The Decision of the Mángai as to Who Owned the Bag of Dalán*
Once upon a time, in a tiny hut on the side of a mountain, there lived an old wood-cutter who was blind, but who had a dutiful son who cared for him very well. The son went upon the mountain one day to bring in his load of wood, and as he was carrying it on his back down the steep path, he found a little leather bag, in which were ten ten-dalán pieces, totaling in all one hundred dalán. This was a great fortune and meant ease for himself and his father all the rest of their lives.

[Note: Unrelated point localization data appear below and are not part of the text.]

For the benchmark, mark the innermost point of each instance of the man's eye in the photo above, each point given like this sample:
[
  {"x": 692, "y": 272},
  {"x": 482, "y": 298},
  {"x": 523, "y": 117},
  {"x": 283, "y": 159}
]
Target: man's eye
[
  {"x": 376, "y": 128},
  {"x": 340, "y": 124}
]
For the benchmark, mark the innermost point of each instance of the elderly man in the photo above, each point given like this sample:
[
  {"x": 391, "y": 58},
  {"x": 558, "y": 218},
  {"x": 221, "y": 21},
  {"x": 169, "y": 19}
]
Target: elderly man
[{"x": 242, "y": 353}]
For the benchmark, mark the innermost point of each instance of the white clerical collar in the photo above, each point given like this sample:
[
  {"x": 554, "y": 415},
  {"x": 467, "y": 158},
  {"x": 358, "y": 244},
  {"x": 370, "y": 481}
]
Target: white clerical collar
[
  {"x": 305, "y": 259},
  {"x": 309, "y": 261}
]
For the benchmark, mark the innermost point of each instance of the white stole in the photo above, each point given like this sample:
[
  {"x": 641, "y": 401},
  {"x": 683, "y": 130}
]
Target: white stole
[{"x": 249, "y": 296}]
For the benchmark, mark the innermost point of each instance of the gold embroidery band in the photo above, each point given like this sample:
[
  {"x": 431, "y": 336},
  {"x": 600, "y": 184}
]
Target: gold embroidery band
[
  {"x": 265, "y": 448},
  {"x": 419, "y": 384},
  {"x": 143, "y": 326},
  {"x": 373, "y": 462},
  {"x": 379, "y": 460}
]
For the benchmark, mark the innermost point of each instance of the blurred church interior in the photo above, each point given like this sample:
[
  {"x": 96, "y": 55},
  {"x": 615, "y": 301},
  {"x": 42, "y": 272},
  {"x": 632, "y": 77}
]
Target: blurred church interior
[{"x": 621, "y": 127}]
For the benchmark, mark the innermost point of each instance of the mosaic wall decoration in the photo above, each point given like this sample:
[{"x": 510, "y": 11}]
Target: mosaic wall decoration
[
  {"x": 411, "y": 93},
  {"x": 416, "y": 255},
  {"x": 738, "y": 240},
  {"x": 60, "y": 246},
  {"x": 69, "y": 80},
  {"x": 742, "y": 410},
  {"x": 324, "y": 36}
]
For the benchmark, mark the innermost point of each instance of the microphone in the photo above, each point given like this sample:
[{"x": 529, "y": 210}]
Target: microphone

He hurried home, and when his father asked him how he had fared that day he answered, “Fine. I’ve just found a bag of dalán, and we won’t tell anybody about it at all.” But the father said, “No, we must be honest. Bring it here and let me see it, and then take it up to the priestess of the village and tell her all about it.” The old jánah took it out of the sack, felt it all over and put it back again, and then bade his son take it to the mángai.
One day a jánah came walking in and said he had lost his bag of dalán. The mángai thought she could find it for him and sent for the young fellow to bring her the bag, but when the jánah found he was going to get his money back so easily he said to himself he would claim a little more. He told the mángai he had twenty dalán in the bag and the boy had stolen ten of them. The priestess quietly said to one of her disciples, “You go down and hear the blind jánah’s story of the affair and come back and tell me what he says.”
Then, when the disciple returned he said the old jánah’s story was the same as the boy had told. The jánah who had claimed the dalán stood waiting, expecting to have the ten pieces and ten more added to it as well. The priestess said, “This money belongs to the boy, this is not yours. Yours had twenty pieces and this has only ten. You will have to look elsewhere for yours and I will let the boy keep this to help him in the support of his old father.”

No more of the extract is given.